Goethe is giving a grand banquet today. Madam Sander is there along with her husband, whom you know. Yesterday they sat in my loge, [10] the wife is not so bad, and even has some pretty features, but there is also something worn and frivolous about her. She related that Goethe had promised that she would see you, and you are not entirely safe from receiving a visit from her.

See also Friedrich Tieck’s remarks to Sophie Bernhardi on 15 June 1802 (letter 363a) to the effect that Goethe had allegedly treated the Sanders quite despicably. Caroline herself mentions that the Sanders had indeed visited Jena in her letter to Julie Gotter on 15 June 1802 (letter 363).

Notes

[1] Weimarer Ausgabe 4:15:286–87, notes 362–63. Back.

[2] Teltow turnips and August von Kotzebue’s Das merkwürdigste Jahr meines Lebens (Berlin 1801), which Sander had just published.
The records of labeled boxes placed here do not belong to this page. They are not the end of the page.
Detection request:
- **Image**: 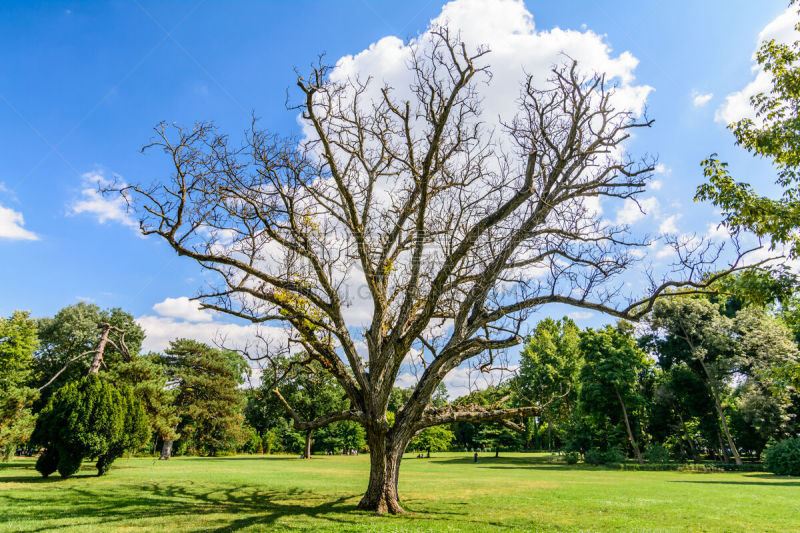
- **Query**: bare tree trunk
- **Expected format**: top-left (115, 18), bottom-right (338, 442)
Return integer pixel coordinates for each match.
top-left (88, 324), bottom-right (111, 376)
top-left (358, 428), bottom-right (405, 514)
top-left (614, 386), bottom-right (644, 464)
top-left (678, 411), bottom-right (698, 461)
top-left (158, 440), bottom-right (174, 461)
top-left (717, 431), bottom-right (731, 463)
top-left (303, 429), bottom-right (314, 459)
top-left (158, 424), bottom-right (178, 461)
top-left (697, 357), bottom-right (742, 465)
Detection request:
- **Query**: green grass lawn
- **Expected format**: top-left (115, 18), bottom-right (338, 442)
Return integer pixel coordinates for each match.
top-left (0, 453), bottom-right (800, 532)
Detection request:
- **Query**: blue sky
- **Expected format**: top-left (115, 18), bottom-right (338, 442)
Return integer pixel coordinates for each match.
top-left (0, 0), bottom-right (786, 388)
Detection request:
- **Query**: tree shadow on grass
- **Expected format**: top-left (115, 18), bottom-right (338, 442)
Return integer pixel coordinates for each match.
top-left (430, 456), bottom-right (584, 470)
top-left (0, 477), bottom-right (372, 531)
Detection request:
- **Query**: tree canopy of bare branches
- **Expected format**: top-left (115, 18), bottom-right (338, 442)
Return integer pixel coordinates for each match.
top-left (118, 28), bottom-right (764, 513)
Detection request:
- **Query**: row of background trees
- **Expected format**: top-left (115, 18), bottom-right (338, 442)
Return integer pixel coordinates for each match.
top-left (0, 264), bottom-right (800, 462)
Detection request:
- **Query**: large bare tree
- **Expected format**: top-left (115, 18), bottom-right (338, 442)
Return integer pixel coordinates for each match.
top-left (116, 28), bottom-right (764, 513)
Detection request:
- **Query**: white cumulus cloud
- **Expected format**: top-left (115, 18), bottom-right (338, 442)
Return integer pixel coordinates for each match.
top-left (617, 196), bottom-right (658, 224)
top-left (153, 296), bottom-right (214, 322)
top-left (0, 205), bottom-right (39, 241)
top-left (714, 6), bottom-right (798, 124)
top-left (68, 172), bottom-right (139, 229)
top-left (692, 90), bottom-right (714, 107)
top-left (658, 215), bottom-right (681, 235)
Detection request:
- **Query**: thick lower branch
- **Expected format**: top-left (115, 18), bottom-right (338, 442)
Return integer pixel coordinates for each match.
top-left (415, 405), bottom-right (541, 430)
top-left (272, 389), bottom-right (364, 430)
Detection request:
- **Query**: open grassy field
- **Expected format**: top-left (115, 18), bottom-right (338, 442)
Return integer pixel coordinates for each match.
top-left (0, 453), bottom-right (800, 532)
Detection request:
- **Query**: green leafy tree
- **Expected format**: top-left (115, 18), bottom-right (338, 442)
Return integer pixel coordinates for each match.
top-left (31, 374), bottom-right (149, 477)
top-left (695, 2), bottom-right (800, 255)
top-left (732, 306), bottom-right (800, 457)
top-left (158, 339), bottom-right (249, 459)
top-left (0, 311), bottom-right (38, 461)
top-left (650, 297), bottom-right (742, 464)
top-left (408, 426), bottom-right (455, 457)
top-left (516, 318), bottom-right (583, 449)
top-left (580, 324), bottom-right (650, 464)
top-left (108, 354), bottom-right (179, 454)
top-left (278, 361), bottom-right (352, 459)
top-left (34, 303), bottom-right (144, 396)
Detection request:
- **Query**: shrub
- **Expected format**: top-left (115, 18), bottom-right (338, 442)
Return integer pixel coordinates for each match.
top-left (564, 451), bottom-right (581, 465)
top-left (583, 448), bottom-right (605, 465)
top-left (764, 437), bottom-right (800, 476)
top-left (603, 446), bottom-right (625, 465)
top-left (31, 375), bottom-right (149, 478)
top-left (644, 443), bottom-right (669, 464)
top-left (36, 448), bottom-right (58, 477)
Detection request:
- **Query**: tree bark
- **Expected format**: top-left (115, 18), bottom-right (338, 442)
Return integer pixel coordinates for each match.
top-left (158, 440), bottom-right (174, 461)
top-left (88, 324), bottom-right (111, 376)
top-left (676, 409), bottom-right (698, 461)
top-left (303, 429), bottom-right (314, 459)
top-left (358, 429), bottom-right (405, 514)
top-left (697, 357), bottom-right (742, 465)
top-left (614, 386), bottom-right (644, 465)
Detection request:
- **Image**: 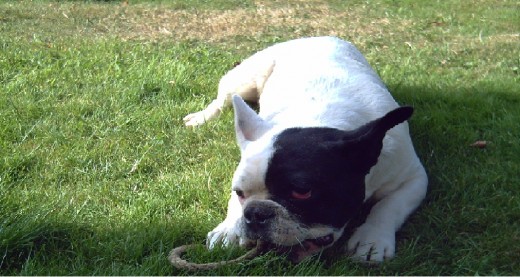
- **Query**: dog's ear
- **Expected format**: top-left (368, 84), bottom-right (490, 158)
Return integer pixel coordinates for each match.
top-left (233, 95), bottom-right (271, 150)
top-left (343, 106), bottom-right (413, 173)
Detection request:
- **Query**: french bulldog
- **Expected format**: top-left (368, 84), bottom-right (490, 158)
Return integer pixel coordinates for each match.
top-left (184, 37), bottom-right (428, 262)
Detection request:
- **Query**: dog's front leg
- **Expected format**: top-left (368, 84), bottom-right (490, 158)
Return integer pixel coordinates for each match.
top-left (206, 193), bottom-right (248, 249)
top-left (348, 169), bottom-right (428, 262)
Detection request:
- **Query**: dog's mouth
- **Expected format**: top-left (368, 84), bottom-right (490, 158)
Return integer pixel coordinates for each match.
top-left (263, 233), bottom-right (334, 263)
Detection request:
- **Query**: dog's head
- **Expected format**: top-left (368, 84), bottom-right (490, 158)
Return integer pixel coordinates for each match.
top-left (233, 96), bottom-right (413, 261)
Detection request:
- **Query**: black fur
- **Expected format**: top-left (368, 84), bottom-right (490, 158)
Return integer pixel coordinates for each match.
top-left (265, 107), bottom-right (413, 228)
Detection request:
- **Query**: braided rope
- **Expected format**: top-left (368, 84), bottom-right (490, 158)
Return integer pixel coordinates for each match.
top-left (168, 243), bottom-right (265, 271)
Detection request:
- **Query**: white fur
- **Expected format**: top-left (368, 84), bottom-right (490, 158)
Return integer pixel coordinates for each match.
top-left (185, 37), bottom-right (428, 262)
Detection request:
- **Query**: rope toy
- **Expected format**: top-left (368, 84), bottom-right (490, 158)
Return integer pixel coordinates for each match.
top-left (168, 241), bottom-right (266, 271)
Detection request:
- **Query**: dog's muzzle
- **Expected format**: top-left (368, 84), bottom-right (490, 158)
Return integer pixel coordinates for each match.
top-left (243, 201), bottom-right (335, 262)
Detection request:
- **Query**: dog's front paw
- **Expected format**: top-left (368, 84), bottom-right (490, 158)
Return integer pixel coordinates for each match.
top-left (206, 220), bottom-right (249, 249)
top-left (348, 223), bottom-right (395, 263)
top-left (183, 111), bottom-right (207, 127)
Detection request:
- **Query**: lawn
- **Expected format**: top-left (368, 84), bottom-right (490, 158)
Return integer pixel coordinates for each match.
top-left (0, 0), bottom-right (520, 275)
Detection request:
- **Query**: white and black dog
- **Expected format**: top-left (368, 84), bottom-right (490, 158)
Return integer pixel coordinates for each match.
top-left (184, 37), bottom-right (428, 262)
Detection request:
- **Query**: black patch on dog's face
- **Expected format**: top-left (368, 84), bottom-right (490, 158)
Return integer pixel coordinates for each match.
top-left (265, 107), bottom-right (413, 228)
top-left (266, 128), bottom-right (367, 228)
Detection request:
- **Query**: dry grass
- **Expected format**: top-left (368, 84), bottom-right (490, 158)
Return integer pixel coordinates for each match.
top-left (4, 0), bottom-right (520, 52)
top-left (0, 1), bottom-right (412, 43)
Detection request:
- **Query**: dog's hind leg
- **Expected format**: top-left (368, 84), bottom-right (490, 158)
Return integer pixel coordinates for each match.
top-left (184, 59), bottom-right (274, 126)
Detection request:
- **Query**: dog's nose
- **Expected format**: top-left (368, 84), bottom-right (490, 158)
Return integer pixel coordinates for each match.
top-left (244, 203), bottom-right (275, 229)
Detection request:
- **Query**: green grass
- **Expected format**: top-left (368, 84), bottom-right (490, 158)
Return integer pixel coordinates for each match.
top-left (0, 0), bottom-right (520, 275)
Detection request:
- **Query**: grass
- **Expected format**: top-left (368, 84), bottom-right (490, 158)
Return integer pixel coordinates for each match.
top-left (0, 0), bottom-right (520, 275)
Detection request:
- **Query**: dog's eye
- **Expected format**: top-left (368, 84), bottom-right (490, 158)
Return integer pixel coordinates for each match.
top-left (291, 190), bottom-right (312, 200)
top-left (235, 190), bottom-right (244, 198)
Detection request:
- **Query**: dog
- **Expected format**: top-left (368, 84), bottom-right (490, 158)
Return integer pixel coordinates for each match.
top-left (184, 37), bottom-right (428, 263)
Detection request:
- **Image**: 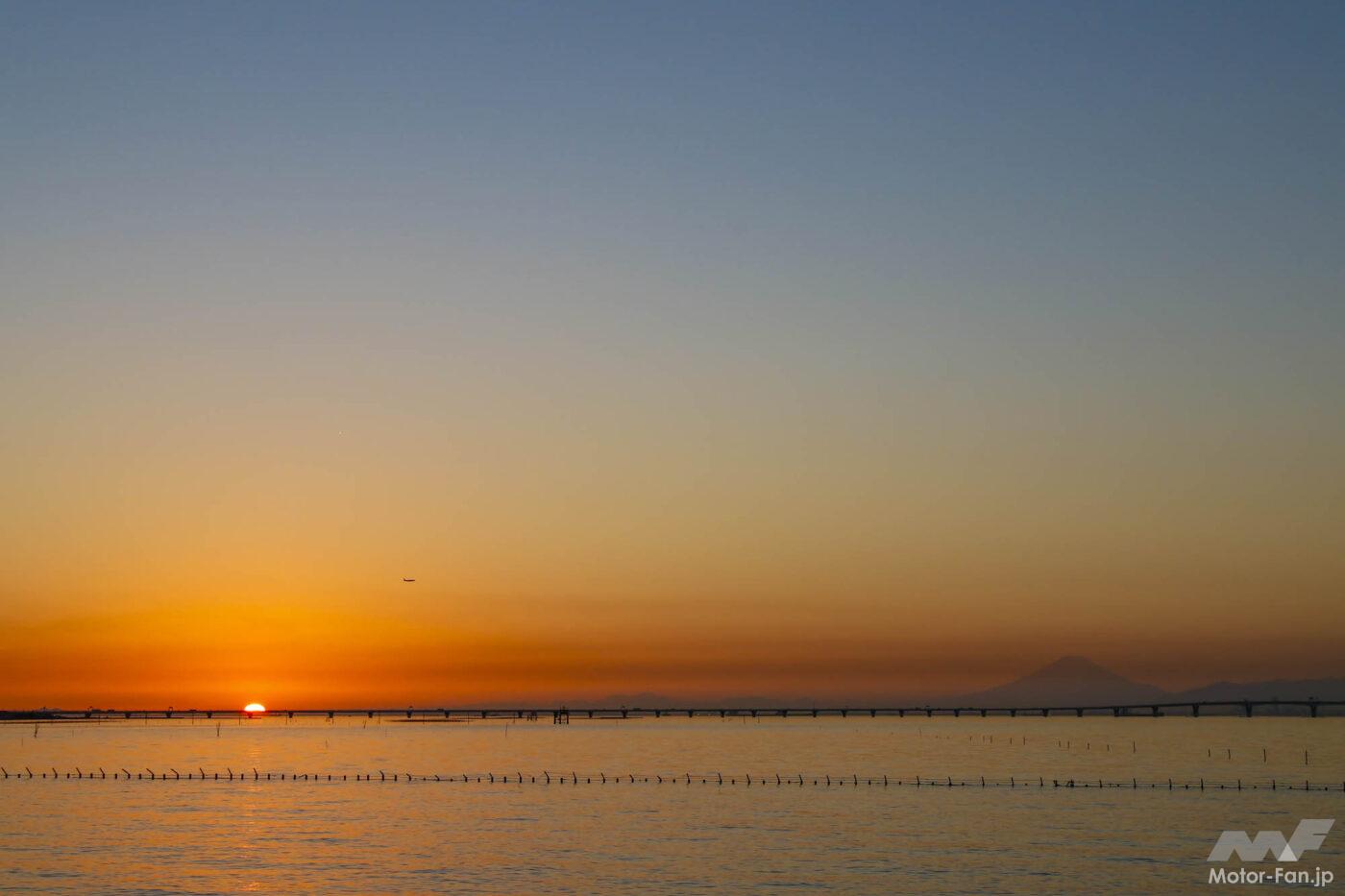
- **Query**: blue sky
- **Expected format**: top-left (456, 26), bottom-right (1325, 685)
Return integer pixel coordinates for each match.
top-left (0, 3), bottom-right (1345, 686)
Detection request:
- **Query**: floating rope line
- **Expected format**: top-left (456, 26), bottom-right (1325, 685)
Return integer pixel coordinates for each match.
top-left (0, 765), bottom-right (1345, 792)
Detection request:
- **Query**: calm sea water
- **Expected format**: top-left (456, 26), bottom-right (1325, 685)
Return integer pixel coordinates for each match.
top-left (0, 718), bottom-right (1345, 893)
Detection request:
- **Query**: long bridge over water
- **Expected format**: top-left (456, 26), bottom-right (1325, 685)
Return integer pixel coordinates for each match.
top-left (0, 698), bottom-right (1345, 725)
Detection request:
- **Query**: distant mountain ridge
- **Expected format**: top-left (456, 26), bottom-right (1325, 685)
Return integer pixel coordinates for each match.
top-left (562, 657), bottom-right (1345, 709)
top-left (955, 657), bottom-right (1171, 706)
top-left (954, 657), bottom-right (1345, 712)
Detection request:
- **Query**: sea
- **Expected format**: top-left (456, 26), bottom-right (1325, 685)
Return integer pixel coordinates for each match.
top-left (0, 713), bottom-right (1345, 893)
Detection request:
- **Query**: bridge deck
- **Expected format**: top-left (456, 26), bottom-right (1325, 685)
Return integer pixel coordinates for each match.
top-left (0, 699), bottom-right (1345, 724)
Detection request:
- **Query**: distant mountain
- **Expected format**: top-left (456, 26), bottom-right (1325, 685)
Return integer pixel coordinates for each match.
top-left (955, 657), bottom-right (1171, 706)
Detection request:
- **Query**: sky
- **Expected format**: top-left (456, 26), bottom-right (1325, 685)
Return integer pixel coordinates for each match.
top-left (0, 0), bottom-right (1345, 706)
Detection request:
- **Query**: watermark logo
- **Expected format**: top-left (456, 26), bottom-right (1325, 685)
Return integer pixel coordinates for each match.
top-left (1205, 818), bottom-right (1335, 886)
top-left (1205, 818), bottom-right (1335, 862)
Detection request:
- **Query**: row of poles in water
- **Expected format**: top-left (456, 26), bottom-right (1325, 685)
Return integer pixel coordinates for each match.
top-left (0, 767), bottom-right (1345, 792)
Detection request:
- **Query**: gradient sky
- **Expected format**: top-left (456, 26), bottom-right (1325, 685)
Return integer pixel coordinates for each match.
top-left (0, 0), bottom-right (1345, 706)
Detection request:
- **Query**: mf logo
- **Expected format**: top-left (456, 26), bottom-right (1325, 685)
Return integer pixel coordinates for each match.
top-left (1205, 818), bottom-right (1335, 862)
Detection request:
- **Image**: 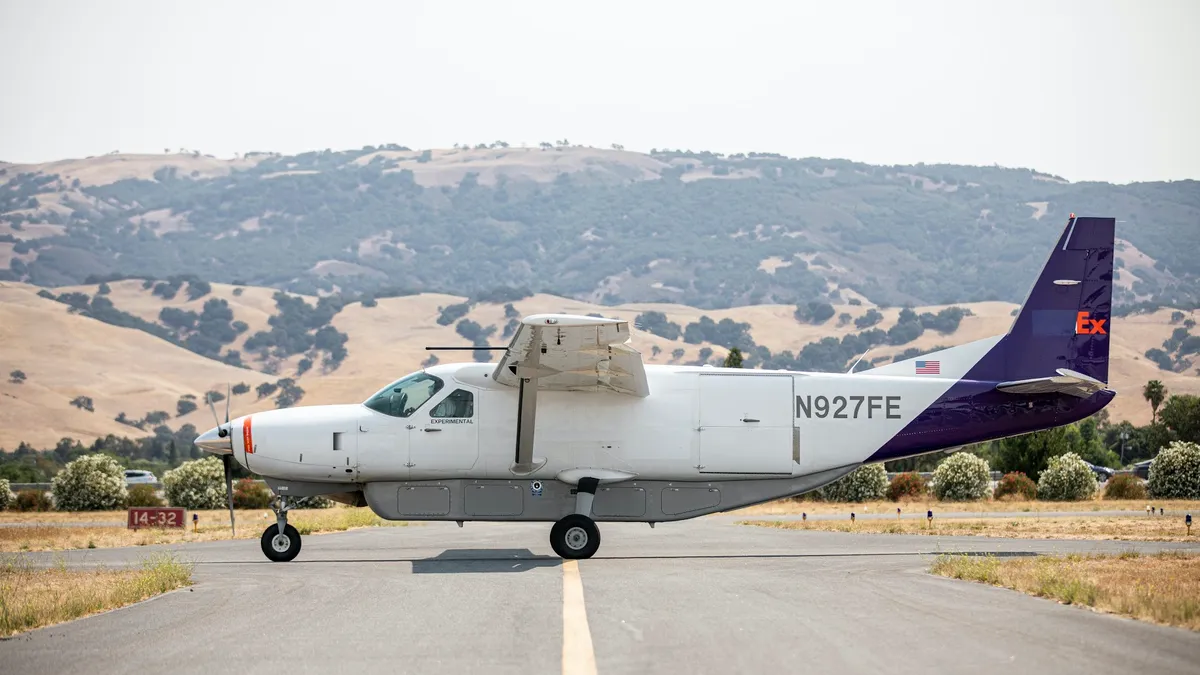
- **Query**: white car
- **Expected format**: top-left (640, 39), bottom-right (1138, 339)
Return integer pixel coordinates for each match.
top-left (125, 468), bottom-right (158, 485)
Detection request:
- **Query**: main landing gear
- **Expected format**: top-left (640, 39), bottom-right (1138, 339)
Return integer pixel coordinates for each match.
top-left (550, 478), bottom-right (609, 560)
top-left (262, 495), bottom-right (300, 562)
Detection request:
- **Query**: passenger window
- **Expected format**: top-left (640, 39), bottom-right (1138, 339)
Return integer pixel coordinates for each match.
top-left (364, 372), bottom-right (442, 417)
top-left (430, 389), bottom-right (475, 417)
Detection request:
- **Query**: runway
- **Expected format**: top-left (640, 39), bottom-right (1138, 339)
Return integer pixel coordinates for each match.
top-left (0, 518), bottom-right (1200, 675)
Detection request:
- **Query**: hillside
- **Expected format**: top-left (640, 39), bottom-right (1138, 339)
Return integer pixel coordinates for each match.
top-left (0, 280), bottom-right (1200, 450)
top-left (0, 143), bottom-right (1200, 310)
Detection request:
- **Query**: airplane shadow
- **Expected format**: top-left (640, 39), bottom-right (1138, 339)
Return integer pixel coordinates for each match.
top-left (413, 549), bottom-right (563, 574)
top-left (196, 549), bottom-right (1042, 566)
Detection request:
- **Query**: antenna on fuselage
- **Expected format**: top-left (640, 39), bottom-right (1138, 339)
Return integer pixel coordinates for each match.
top-left (846, 347), bottom-right (875, 375)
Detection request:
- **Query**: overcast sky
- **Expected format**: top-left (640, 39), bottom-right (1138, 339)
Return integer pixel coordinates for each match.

Back.

[3] The Sanders had hoped for a boy but had had a girl instead. Back.

[4] The name of Kotzebue’s wife in the aforementioned piece. Back.

[5] Kotzebue’s previously mentioned book. Back.

[6] Kotzebue during his exile. Back.

[7] Ludwig Geiger, “Miscellen 26. Zum Sander-Goethischen Briefwechsel,” Goethe Jahrbuch 15 (1894), 285–88, here 286. Back.

[8] Plitt 1:376; Fuhrmans 2:413. Back.

[9] Charlotte von Schiller und ihre Freunde, 1:260. Back.

[10] Mozart’s opera Don Giovanni was performed in the Weimar theater on 28 May 1800 (Das Repertoire des Weimarischen Theaters, 39). Back.